"Let us step outside," said Barker, with a grim composure.
Buck did so, and stood rolling his eyes up and down the lamp-lit street.
"I would like to have a go at smashing all this," he muttered, "though I am over sixty. I would like—"
His voice ended in a cry, and he reeled back a step, with his hands to his eyes, as he had done in those streets twenty years before.
"Darkness!" he cried—"darkness again! What does it mean?"
For in truth every lamp in the street had gone out, so that they could not see even each other's outline, except faintly. The voice of the chemist came with startling cheerfulness out of the density.
"Oh, don't you know?" he said. "Did they never tell you this is the Feast of the Lamps, the anniversary of the great battle that almost lost and just saved Notting Hill? Don't you know, your Majesty, that on this night twenty-one years ago we saw Wilson's green uniforms charging down this street, and driving Wayne and Turnbull back upon the gas-works, fighting with their handful like fiends from hell? And that then, in that great hour, Wayne sprang through a window of the gas-works, with one blow of his hand brought darkness on the whole city, and then with a cry like a lion's, that was heard through four streets, flew at Wilson's men, sword in hand, and swept them, bewildered as they were, and ignorant of the map, clear out of the sacred street again? And don't you know that upon that night every year all lights are turned out for half an hour while we sing the Notting Hill anthem in the darkness? Hark! there it begins."
Through the night came a crash of drums, and then a strong swell of human voices—
"When the world was in the balance, there was night on Notting Hill,
(There was night on Notting Hill): it was nobler than the day;
On the cities where the lights are and the firesides glow,
From the seas and from the deserts came the thing we did not know,
Came the darkness, came the darkness, came the darkness on the foe,
And the old guard of God turned to bay.
For the old guard of God turns to bay, turns to bay,
And the stars fall down before it ere its banners fall to-day:
For when armies were around us as a howling and a horde,
When falling was the citadel and broken was the sword,
The darkness came upon them like the Dragon of the Lord,
When the old guard of God turned to bay."

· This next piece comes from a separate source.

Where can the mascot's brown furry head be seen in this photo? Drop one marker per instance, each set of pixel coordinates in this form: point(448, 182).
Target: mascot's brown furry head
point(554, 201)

The voices were just uplifting themselves in a second verse when they were stopped by a scurry and a yell. Barker had bounded into the street with a cry of "South Kensington!" and a drawn dagger. In less time than a man could blink, the whole packed street was full of curses and struggling. Barker was flung back against the shop-front, but used the second only to draw his sword as well as his dagger, and calling out, "This is not the first time I've come through the thick of you," flung himself again into the press. It was evident that he had drawn blood at last, for a more violent outcry arose, and many other knives and swords were discernible in the faint light. Barker, after having wounded more than one man, seemed on the point of being flung back again, when Buck suddenly stepped out into the street. He had no weapon, for he affected rather the peaceful magnificence of the great burgher, than the pugnacious dandyism which had replaced the old sombre dandyism in Barker. But with a blow of his clenched fist he broke the pane of the next shop, which was the old curiosity shop, and, plunging in his hand, snatched a kind of Japanese scimitar, and calling out, "Kensington! Kensington!" rushed to Barker's assistance.